30 Question 1 (c) refers to silver alloy coins of a member state, which have been legal tender in that state and which, although no longer legal tender, are protected as coinage from destruction.

31 Such coins cannot be regarded as means of payment within the meaning stated above, with the result that they can be designated as goods falling within the system of articles 30 to 37 of the treaty.

32 It is for the member states to mint their own coinage and to protect it from destruction.

33 The Court's file shows that in the United Kingdom the melting down or destruction of national coins is prohibited, even if they are no longer legal tender.

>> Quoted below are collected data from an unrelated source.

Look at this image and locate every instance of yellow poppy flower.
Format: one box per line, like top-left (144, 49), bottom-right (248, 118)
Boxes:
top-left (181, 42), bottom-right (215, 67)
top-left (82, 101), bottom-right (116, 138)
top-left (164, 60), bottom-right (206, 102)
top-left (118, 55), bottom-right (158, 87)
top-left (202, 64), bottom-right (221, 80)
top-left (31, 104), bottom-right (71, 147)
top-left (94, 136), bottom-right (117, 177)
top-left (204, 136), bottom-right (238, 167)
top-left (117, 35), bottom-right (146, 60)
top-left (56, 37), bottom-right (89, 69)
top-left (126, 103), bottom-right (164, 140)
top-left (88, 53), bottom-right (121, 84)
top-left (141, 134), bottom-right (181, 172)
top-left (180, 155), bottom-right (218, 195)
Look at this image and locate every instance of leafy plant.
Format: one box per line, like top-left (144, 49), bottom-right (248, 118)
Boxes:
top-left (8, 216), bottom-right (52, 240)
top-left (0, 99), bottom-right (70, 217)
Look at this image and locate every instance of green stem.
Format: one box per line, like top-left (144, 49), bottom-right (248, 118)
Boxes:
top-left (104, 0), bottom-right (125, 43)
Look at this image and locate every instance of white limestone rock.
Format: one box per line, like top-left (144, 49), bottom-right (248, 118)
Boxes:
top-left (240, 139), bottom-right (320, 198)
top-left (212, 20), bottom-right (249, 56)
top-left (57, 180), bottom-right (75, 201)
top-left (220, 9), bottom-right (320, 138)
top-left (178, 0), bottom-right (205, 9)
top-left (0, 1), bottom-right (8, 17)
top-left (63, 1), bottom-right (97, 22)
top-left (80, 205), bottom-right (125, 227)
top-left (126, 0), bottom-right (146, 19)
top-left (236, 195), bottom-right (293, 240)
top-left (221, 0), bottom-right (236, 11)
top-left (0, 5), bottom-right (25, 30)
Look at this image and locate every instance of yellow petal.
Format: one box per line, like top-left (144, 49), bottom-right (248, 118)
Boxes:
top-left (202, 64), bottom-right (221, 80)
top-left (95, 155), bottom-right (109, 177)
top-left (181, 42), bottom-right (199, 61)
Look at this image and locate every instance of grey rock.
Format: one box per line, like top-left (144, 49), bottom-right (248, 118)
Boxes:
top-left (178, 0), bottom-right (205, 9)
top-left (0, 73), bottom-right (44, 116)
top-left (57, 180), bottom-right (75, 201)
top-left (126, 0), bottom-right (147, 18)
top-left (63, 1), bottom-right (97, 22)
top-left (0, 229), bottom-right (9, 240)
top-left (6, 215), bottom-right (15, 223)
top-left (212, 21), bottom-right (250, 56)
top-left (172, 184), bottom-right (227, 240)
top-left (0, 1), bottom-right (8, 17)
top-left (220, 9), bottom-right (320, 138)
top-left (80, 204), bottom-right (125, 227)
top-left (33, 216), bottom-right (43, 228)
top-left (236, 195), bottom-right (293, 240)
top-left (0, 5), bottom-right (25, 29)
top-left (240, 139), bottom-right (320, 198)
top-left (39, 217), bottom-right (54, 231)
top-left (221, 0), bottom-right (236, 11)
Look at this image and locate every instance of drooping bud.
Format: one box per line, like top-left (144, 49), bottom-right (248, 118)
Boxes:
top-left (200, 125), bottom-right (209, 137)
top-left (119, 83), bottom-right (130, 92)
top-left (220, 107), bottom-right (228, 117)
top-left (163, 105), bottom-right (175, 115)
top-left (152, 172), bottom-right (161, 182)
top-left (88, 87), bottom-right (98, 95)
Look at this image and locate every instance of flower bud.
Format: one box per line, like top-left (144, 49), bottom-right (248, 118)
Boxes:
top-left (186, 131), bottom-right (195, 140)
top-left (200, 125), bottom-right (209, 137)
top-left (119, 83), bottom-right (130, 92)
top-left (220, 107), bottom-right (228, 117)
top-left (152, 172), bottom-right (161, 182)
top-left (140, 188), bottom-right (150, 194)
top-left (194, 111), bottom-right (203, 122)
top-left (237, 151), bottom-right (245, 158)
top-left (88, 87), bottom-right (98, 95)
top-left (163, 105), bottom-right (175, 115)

34 A ban on exporting such coins with a view to preventing their being melted down or destroyed in another member state is justified on grounds of public policy within the meaning of article 36 of the treaty, because it stems from the need to protect the right to mint coinage which is traditionally regarded as involving the fundamental interests of the state.

Costs

35 The costs incurred by the Italian government, the government of the united kingdom and the Commission of the European Communities which have submitted written observations are not recoverable.

36 As these proceedings are, in so far as the parties to the main proceedings are concerned, in the nature of a step in the proceedings pending before the national Court, the decision as to costs is a matter for that Court.

On those grounds,

The Court

In answer to the questions referred to it by the Court of appeal (criminal division) by order of 15 December 1977, hereby rules:

1. The provisions of articles 30 to 37 of the treaty do not apply to

(a) silver alloy coins which are legal tender in a member state,

(b)gold coins such as krugerrands which are produced in a non- member country but which circulate freely within a member state.